Così è accaduto che nemmeno la prospettiva della perdita della poltrona a Montecitorio è riuscita a salvare SuperMarioBis. Una missione incompiuta per un tecnico che conosce l’Italia dall’intero, essendo stato direttore generale del Tesoro ai tempi della grande stagione delle privatizzazioni degli anni ’90. Gli anni in cui vennero venduti i gioielli di famiglia per preparare l’ingresso del Paese nell’euro. 

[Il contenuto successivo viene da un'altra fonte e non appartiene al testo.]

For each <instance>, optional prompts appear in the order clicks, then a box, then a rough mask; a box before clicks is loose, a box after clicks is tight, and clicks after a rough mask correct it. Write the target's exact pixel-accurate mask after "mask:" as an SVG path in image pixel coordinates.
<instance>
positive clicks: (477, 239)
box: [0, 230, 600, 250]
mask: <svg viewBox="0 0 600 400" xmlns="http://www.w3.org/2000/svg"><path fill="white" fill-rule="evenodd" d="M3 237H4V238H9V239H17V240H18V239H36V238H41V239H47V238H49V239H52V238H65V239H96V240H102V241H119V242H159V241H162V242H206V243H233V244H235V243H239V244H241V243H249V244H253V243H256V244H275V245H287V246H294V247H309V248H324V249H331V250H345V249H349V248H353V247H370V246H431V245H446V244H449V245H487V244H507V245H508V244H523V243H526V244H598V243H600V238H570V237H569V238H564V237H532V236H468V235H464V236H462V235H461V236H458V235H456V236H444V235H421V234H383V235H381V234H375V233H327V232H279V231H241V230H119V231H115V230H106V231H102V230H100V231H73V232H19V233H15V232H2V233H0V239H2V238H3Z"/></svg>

In ambito internazionale, Draghi è considerato il migliore fra i migliori: Ph. D in Scienze Economiche al Massachusetts Institute of Technology, un passaggio in Goldman Sachs per diventare poi Governatore della banca d’Italia, diventando poi membro e presidente del Forum per la stabilità finanziaria, direttore esecutivo della Banca Mondiale e governatore della Banca centrale europea.

La missione di Draghi

Anche lì con una missione: salvare l’euro, whatever it takes. Orfano, partito dal nulla, è arrivato ai massimi livelli della finanza mondiale e delle organizzazioni finanziarie internazionali. SuperMario è però crollato davanti all’incapacità di gestire la politica italiana. Ed, esattamente come Monti, rischia di essere vittima delle sue stesse ambizioni. Coltivando forse il desiderio di un’altra poltrona ancora più prestigiosa.